You may be interested to know that artists from every state in the USA, every province in Canada, and at least 115 countries worldwide have visited these pages since January 1, 2013.

That includes Anna Hogbin of Martinsburg, WV, USA who wrote, “I saw a show of Monet’s unfinished work in Baltimore, Maryland, USA several years ago. These were the paintings left in his studio at the time of his death. The thing that I kept looking at was that he used a brush stroke shaped like an 8 (number eight) on its side and then built up layer after layer. The final painting looked nothing like the original brush strokes. I have never figured it out! He was the Master!”

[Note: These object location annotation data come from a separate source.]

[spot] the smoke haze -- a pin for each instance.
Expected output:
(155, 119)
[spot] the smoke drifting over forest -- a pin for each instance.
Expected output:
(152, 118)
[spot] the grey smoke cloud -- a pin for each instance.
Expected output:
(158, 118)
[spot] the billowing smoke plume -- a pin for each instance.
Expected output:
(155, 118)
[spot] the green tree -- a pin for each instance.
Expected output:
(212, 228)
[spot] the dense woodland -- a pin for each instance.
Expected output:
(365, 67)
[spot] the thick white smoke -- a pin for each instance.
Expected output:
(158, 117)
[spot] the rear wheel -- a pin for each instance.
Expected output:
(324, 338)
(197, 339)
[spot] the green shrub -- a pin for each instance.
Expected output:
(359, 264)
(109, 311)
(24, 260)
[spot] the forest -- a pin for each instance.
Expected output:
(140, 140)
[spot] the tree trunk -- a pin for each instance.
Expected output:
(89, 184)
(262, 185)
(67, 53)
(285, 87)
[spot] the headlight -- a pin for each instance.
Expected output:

And also Mark Hope of Wasaga Beach, ON, Canada who wrote: “To be moved by what one sees, to be alive and live through one’s senses as Monet did, is a goal worth devoting my life to.”

And also Frances Stilwell of Corvallis, Oregon, USA who wrote, “M. LeClerc’s the kind of people we want to reach! Effective art is universally effective — reaches the core of the human experience. An art degree isn’t necessary to understand it or even to make it!”

And also Collette Fergus of New Zealand who wrote, “Monet’s work initially inspired me to paint. It’s all about painting what pleases you and what comes from the heart rather than what is expected from what others want you paint. It’s about soul and harmony.”

And also Clint Watson of San Antonio, TX, USA who wrote, “Artists need to remember to appreciate what they give to the rest of us. I’m convinced that paintings often ‘find their way home’ to the person who will admire that painting the most — often even more than the artist himself.”

And also Karen R. Phinney of Halifax, NS, Canada who wrote, “M. LeClerc knows everything there is to know about art! To quote Claude Monet himself, ‘Everyone discusses my art and pretends to understand, as if it were necessary to understand, when it is simply necessary to love.’ ”

And also Tim Johnson of Cary, NC, USA who wrote, “Glaucoma and cataracts are working against me, but I fight against the dark and the unusual things I see now. The Monet is one more reason to keep at my camera, in my darkroom and in front of my monitor. Thank you for the constant encouragement. Your work and words do inspire.”

And also Carol Measures Scott who wrote, “The sheer acreage of the Orangerie paintings when compared with the tiny thumbnails on my computer screen causes me to consider how good composition works at any size. I sat and stared at the thumbnails for some time noting the principles of design and how I could still see them on this micro-scale.”